OBJECTIVES: To quantify the association between objective tumor response and overall survival (OS) in patients with BRAF V600E-mutant metastatic colorectal cancer (mCRC) receiving encorafenib + cetuximab (EC)-based therapy. Clarifying this association may inform the relevance of tumor response in clinical, regulatory, and reimbursement decision-making for this high-risk population.
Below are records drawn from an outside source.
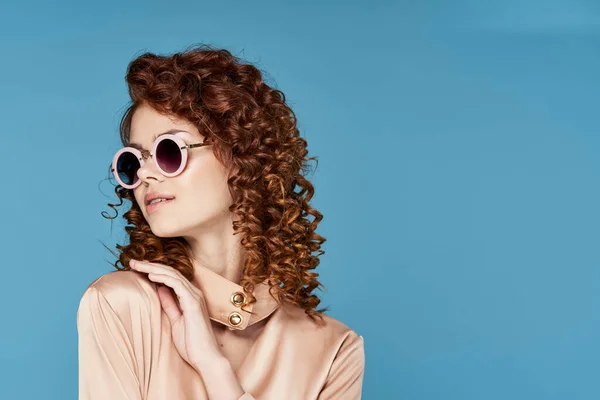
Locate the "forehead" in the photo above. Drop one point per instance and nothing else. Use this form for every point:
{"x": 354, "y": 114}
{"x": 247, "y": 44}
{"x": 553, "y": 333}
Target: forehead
{"x": 148, "y": 124}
METHODS: This retrospective analysis used data from the intent-to-treat population of the phase 3 BEACON CRC trial (data cutoff: Nov 10, 2022). Patients in BEACON CRC were randomized to EC + binimetinib (BINI), EC alone, or control (cetuximab + irinotecan/FOLFIRI). Landmark analyses compared OS between responders (complete or partial response) and non-responders, based on RECIST v1a.1 criteria, at 3, 6, and 9 months post-randomization. Adjusted hazard ratios (aHRs) and 95% confidence intervals (CIs) were estimated using Cox models, adjusting for prior lines of therapy. Analyses were conducted in the pooled EC arms (with or without BINI) and within each arm.
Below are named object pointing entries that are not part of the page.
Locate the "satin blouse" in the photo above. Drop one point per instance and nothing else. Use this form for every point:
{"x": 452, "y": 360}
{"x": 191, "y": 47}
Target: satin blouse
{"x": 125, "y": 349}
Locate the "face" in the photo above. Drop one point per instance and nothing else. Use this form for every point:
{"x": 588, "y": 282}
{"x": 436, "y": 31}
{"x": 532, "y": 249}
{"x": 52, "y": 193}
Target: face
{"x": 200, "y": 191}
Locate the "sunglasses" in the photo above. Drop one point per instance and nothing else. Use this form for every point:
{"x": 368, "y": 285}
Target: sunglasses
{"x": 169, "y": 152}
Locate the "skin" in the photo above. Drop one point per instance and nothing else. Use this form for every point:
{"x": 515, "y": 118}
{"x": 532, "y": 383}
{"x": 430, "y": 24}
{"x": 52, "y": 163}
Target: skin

RESULTS: Among patients receiving EC-based therapy (N=444; median age: 61.0 years; 65.8% with 1 prior line of therapy), the objective response rate was 23.6% (95% CI: 19.8-27.9), and median OS was 9.6 months (95% CI: 8.5-10.8). Compared with non-responders, responders at 3, 6 and 9 months had a lower risk of death (aHR): 0.59 (95% CI: 0.46-0.76), 0.61 (95% CI: 0.46-0.80), and 0.64 (95% CI: 0.48-0.87), respectively. Results were consistent across treatment arms.
CONCLUSIONS: Achieving a tumor response was associated with reduced mortality risk in patients with BRAF V600E-mutant mCRC receiving EC-based therapy. This association was robust across time points and treatment arms, underscoring the potential relevance of tumor response in this population, particularly when OS data are limited, requiring much longer time for follow-up.